Should tech platforms stop using Section 230 as an excuse to hide fake content or misinformation? Reply to Mitch Smith and Anomalous Hinson
Musk posts should be clearly labeled a deepfake by Microsoft. “Congress should require AI system providers to use state-of-the-art provenance tooling to label synthetic content,” says Smith. It is essential that people are able to trust the information and know whether it is manipulated or generated by artificial intelligence.
Digital forgeries include deepfakes since they were created or altered to look like a real person and are considered part of digital audiovisual material. Measures to prevent privacy violations, a clear way to report them and a process to remove them within 24 hours are required by the duty of care.
The company had to put in more safety controls for its own products after a loophole in its image creator allowed people to create explicit images of celebrities like Taylor Swift. “The private sector has a responsibility to innovate and implement safeguards that prevent the misuse of AI,” says Smith.

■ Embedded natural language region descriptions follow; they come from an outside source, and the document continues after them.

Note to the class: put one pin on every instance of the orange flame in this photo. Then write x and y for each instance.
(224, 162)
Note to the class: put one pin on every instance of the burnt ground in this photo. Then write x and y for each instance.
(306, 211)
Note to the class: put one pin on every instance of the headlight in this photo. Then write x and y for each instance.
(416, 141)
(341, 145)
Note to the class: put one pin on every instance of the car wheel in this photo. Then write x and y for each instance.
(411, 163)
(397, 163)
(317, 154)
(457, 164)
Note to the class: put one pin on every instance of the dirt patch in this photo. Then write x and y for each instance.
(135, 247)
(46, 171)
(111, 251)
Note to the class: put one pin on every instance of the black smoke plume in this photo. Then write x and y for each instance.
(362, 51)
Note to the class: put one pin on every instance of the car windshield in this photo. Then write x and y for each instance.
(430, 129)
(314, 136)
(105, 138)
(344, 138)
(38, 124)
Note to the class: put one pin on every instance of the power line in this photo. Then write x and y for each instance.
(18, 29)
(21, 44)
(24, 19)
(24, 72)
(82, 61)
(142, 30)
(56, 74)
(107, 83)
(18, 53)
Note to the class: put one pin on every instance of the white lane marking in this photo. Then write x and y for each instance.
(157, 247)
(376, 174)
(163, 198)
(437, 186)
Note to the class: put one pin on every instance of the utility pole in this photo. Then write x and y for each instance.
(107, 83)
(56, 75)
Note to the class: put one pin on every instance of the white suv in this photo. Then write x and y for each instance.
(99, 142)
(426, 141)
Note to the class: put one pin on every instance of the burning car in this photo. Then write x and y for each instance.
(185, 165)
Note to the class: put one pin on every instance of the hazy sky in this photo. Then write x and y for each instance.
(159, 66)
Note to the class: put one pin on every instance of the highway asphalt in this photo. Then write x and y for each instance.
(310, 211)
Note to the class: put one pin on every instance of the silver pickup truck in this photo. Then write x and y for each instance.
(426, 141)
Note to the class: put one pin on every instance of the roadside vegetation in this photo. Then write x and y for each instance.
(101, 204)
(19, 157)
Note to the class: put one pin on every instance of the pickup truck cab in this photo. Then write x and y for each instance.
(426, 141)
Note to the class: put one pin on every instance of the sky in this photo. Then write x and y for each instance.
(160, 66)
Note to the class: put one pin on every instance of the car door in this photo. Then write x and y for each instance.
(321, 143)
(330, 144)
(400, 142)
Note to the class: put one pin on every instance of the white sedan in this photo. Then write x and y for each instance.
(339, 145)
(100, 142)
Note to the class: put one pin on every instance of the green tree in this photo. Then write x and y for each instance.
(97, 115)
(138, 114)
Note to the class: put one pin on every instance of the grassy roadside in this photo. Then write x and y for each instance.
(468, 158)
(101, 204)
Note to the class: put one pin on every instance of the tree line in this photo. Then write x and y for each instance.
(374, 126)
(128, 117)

In statements, both Auchincloss and Hinson said tech platforms shouldn’t be able to use Section 230 as an excuse not to protect users from these harms. “Congress must prevent these corporations from evading responsibility over the sickening spread of malicious deepfakes and digital forgeries on their platforms,” Auchincloss said. Hinson said Big Tech companies should not be able to hide if they don’t protect users from intimate privacy violations.
Two House lawmakers are proposing a bill that will protect tech companies from being sued if they do not remove deepfakes from their platforms.
The Kids Online Safety Act is expected to be approved by the Senate on Tuesday and include a duty of care, the same mechanism used in the Intimate Privacy Protection Act. That might suggest it’s becoming a popular way to create new protections on the internet.
Lawmakers on both sides of the aisle have long wished to narrow Section 230 protection for platforms they fear have abused a legal shield created for the industry when it was made up of much smaller players. Republicans and Democrats can not agree on how the statute should be changed. One notable exception was when Congress passed FOSTA-SESTA, carving out sex trafficking charges from Section 230 protection.